What will also begin to make an appearance? The number of people strolling around with brightly colored drinks, likely flaunting their supposedly healthy liquid breakfast or lunch with a trendy Instagram photo.

But is this aesthetically pleasing approach truly a good one? We asked registered dietitian Deborah Jeffery, Fairfax resident and owner of Reston’s Fairfax Nutrition.

“There’s no science done or research or documentation that the juices enhance the absorption of the vitamins or minerals in any way,” Jeffery says. “Although sometimes that’s one of the claims that [people] make about juicing, that nutrients are better absorbed, there is no scientific documentation that that is indeed the case.”

Typically, juice bars use machines that, when breaking down the solid fruits and veggies into a blended liquid, strip the resulting beverage of fiber. And to be clear, juicing and making smoothies are not the same thing: Juicing is exclusively fruits and veggies (and possibly water if you want to make the drink less thick) while smoothies can be a mix of things with Greek yogurt or milk added.

“It’s not something that I generally recommend because I think it’s better to eat the whole piece of fruit or vegetable because then you get the benefit of the fiber. … The fiber is filling, there are health benefits [and] it delays absorption, whereas if you are just drinking a lot of fruit that is blended up, the liquid is easily digested and it is not very satisfying long-term,” explains Jeffery, who typically works with people seeking help with weight management and would likely benefit more from a satiating solid. “But on the other hand, if someone is not a vegetable or fruit eater, and this may help them take in more fruits or vegetables, that would be a positive to it.”

Jeffery also warns that juicers may begin to have “a false sense of security,” feeling that because they drank fruits and veggies for a meal, they can eat poorly the rest of the day. And, if you are ordering from a juice or smoothie bar, be aware of what they’re mixing up. Some places like to use frozen ingredients or fruit syrup rather than the real deal.

Though drinking your fruits and veggies certainly has nutrition pros, a con is that the beverages are absent of protein and other nutrients, like calcium and vitamin D. If you choose to use juice as one of your meals, take a hard look at what else you eat throughout the day to ensure you’re following a balanced diet. Doing this can also inform you about what juice to make or order.

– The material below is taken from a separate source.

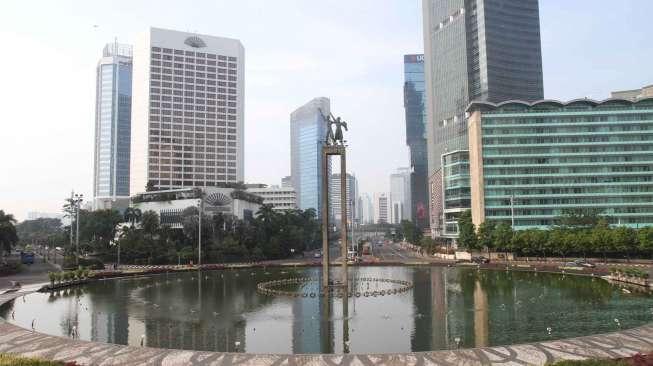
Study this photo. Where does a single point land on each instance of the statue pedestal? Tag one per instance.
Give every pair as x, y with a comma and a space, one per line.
327, 152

“You may have heard the term ‘eat the rainbow’ because different colors of fruits and vegetables have different nutrients and different antioxidants,” Jeffery says. “You want to look at your overall diet, so if every night at dinner you are eating green beans and that’s a green vegetable, then in a juice, to get a variety of nutrients you may want to have some sort of orange vegetable added.”

Keep in mind that fruits have lots of sugar, and as such, a juice that’s heavier on the fruits than the veggies can rack up serious calories. Those with high blood sugar should stick to veggies because a fruity, sugary liquid that is absorbed quickly can cause a blood sugar spike.

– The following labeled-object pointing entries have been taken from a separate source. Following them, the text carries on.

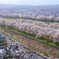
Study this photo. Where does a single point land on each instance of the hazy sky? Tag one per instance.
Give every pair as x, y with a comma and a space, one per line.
30, 2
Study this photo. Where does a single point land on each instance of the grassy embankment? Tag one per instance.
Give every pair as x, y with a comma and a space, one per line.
32, 35
31, 19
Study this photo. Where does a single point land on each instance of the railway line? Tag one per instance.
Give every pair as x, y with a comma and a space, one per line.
13, 32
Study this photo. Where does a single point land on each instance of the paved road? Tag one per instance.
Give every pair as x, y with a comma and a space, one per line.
22, 48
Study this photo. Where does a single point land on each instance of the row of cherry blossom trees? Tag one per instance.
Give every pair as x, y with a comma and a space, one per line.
40, 29
26, 16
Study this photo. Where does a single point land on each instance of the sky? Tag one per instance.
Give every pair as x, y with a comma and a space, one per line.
30, 2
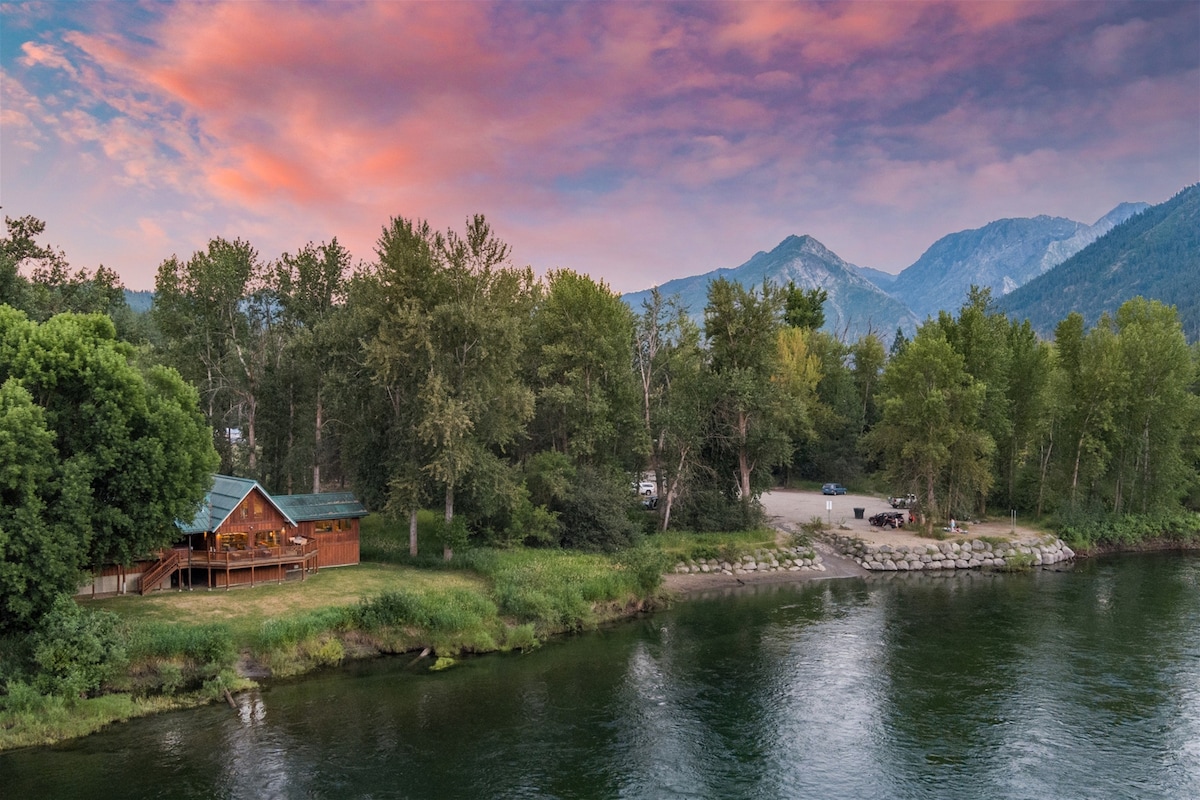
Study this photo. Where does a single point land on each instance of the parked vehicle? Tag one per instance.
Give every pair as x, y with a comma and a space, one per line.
888, 519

If you’re worried about replacing a meal with a fruit/veggie drink and then gaining weight upon switching back to solids, Jeffery offers some reassurance that this may not be the case.

“I don’t think you would gain weight back because what you are drinking would still have calories, so maybe if you switch to eating something like oatmeal, it would be a wash,” Jeffery says. “It would be something to take into consideration and watch just in case.”